La estación seca, que suele abarcar de septiembre a diciembre, constituye un desafío relevante para la provisión de energía, especialmente en un sistema que se apoya fuertemente en fuentes hidroeléctricas. Durante estos meses de escasez de agua, el flujo de los ríos se reduce, lo que impacta la producción de electricidad y obliga a considerar opciones como las plantas térmicas o la importación de energía desde naciones cercanas.

Las autoridades han indicado que, a diferencia de años anteriores, el país llega mejor preparado para enfrentar este nuevo ciclo climático. Una de las principales acciones es el fortalecimiento de la generación térmica con contratos de mantenimiento, abastecimiento de combustibles y mejoras en la operatividad de las centrales, muchas de las cuales tuvieron problemas de disponibilidad durante el estiaje anterior. Se prevé que estas plantas funcionen como respaldo ante la baja generación hidroeléctrica.

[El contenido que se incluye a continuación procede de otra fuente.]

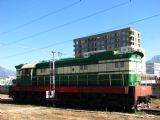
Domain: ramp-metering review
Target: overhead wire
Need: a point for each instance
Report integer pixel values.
(41, 17)
(67, 23)
(60, 43)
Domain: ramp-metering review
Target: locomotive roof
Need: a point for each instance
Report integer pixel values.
(81, 61)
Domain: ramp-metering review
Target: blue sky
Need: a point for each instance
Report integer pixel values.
(23, 42)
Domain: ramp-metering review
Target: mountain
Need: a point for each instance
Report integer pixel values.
(5, 72)
(155, 59)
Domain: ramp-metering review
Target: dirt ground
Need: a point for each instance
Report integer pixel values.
(10, 111)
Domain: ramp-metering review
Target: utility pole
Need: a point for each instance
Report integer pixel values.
(53, 73)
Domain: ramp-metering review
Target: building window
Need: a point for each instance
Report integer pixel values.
(42, 70)
(83, 67)
(119, 65)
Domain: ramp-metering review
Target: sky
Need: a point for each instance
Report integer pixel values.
(31, 29)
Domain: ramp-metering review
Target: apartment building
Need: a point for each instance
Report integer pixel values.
(153, 68)
(107, 41)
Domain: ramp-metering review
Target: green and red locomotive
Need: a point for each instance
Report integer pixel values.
(108, 79)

Además, se ha previsto la ejecución de obras de ampliación y mejora en sistemas de transmisión, con el fin de facilitar el flujo de energía entre regiones y garantizar mayor estabilidad. Parte de este plan incluye trabajos en las subestaciones y líneas que interconectan la región amazónica y la sierra, donde se encuentran las principales fuentes hidroeléctricas del país.

Otro de los pilares del plan es la optimización del uso de los embalses. Las autoridades están aplicando un monitoreo riguroso de los niveles de agua, con el objetivo de administrar de manera eficiente el recurso disponible y evitar vaciamientos prematuros. Se busca conservar reservas que permitan sostener la generación durante los momentos más críticos del estiaje.

En el contexto global, Ecuador seguirá mejorando los acuerdos de intercambio energético con Colombia y Perú, lo que permitirá traer electricidad en épocas de alta demanda o baja generación local. Esta acción fue fundamental durante los cortes de energía del año pasado y continúa siendo una herramienta estratégica en la organización del sistema eléctrico.

También se contempla incentivar la eficiencia energética a nivel doméstico e industrial. El gobierno prevé campañas informativas para promover el uso responsable de la electricidad, especialmente durante las horas pico. Además, se analizan medidas para estimular la autogeneración mediante paneles solares y otras fuentes renovables, como parte de una política de diversificación energética a largo plazo.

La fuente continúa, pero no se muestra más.